The aim of the study was to explore the effects of high-dose fructo-oligosaccharides (FOS), a component of FODMAP, on visceral sensitivity, inflammation, and production of intestinal short-chain fatty acids (SCFA) using an IBS mouse model. FOS administration intensified visceral hypersensitivity and gut inflammation already present in the stress-induced IBS mice, but not in the control mice, and was also associated with increased cecal SCFA production. The results provide a biologic framework for FODMAP-induced IBS symptoms that supports the application of low FODMAP therapy in clinical practice.

Research methods

The effects of FOS on visceral sensitivity, SCFA production, and intestinal inflammation were examined by using a water avoidance stress (WAS)-induced IBS mouse model.
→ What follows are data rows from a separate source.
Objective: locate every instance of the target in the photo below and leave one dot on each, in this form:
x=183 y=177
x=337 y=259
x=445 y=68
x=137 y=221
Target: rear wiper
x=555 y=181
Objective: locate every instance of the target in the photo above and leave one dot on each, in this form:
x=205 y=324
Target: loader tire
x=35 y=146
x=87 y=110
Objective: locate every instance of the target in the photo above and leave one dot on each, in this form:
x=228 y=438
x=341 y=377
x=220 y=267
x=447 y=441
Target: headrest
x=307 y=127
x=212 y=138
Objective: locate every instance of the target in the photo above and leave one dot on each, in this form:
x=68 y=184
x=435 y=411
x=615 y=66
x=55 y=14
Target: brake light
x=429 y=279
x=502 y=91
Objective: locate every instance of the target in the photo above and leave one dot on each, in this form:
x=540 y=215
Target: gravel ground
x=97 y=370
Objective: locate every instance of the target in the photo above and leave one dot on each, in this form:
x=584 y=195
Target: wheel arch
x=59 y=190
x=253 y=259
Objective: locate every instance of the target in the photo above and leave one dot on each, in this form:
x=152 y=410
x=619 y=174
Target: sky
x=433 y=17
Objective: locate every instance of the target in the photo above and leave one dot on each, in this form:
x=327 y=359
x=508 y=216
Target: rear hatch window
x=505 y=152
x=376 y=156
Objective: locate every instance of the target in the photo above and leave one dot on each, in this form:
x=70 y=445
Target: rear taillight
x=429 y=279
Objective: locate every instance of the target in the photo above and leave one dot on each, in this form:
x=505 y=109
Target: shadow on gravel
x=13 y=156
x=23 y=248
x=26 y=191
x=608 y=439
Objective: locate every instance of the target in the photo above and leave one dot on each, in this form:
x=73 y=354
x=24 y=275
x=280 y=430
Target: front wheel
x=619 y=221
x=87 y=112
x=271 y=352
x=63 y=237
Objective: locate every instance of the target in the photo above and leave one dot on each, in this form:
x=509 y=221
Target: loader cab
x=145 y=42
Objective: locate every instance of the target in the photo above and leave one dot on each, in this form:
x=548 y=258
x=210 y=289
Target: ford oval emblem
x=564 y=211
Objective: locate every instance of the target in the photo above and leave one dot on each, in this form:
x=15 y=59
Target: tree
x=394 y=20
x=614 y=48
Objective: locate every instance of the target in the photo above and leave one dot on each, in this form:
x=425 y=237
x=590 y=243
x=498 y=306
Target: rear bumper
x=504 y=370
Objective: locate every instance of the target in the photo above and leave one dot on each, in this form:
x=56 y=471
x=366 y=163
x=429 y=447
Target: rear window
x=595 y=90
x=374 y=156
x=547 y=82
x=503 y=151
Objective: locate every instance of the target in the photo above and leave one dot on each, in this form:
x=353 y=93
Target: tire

Mice were randomly assigned to receive daily WAS or sham-WAS for 10 d while receiving daily oral gavage of saline solution with or without high-dose FOS. After 2 wk, visceral sensitivity was measured by abdominal withdrawal reflex in response to colorectal distension and mucosal inflammation was measured by histologic analyses. Furthermore, intestinal SCFA production, cytokine expression, and mast cell counts were evaluated.

Research results

FOS administration intensified visceral hypersensitivity, increased mucosal mast cell counts, and mediated intestinal cytokine expression in the stressed-induced IBS mice, but not in the control mice. A parallel increase in cecal SCFA levels was also observed with FOS administration in the IBS mice but not in the control mice. These findings suggest that visceral hypersensitivity and gut inflammation intensified by FODMAP diet may lead to worsening IBS symptoms. Examining the effects of other FODMAP components other than FOS on visceral hypersensitivity and immune activation, as well as, detailed molecular mechanism may be invaluable in future studies.

Research conclusions

Administration of high-dose FOS, a component of FODMAP, intensified visceral sensitivity and intestinal inflammation in a stress-induced IBS mouse model, and was also associated with increased production of SCFA. These findings suggest a mechanism of FODMAP-induced gastrointestinal symptoms specific to IBS and are consistent with clinical studies that demonstrate the efficacy of low-FODMAP diet in treatment of individuals with IBS.

Research perspectives

The importance of dietary factors in triggering symptoms is increasingly being recognized in patients with IBS. FOS administration intensifies visceral hypersensitivity and gut inflammation in stress-induced IBS mice, and is also associated with increased intestinal SCFA production.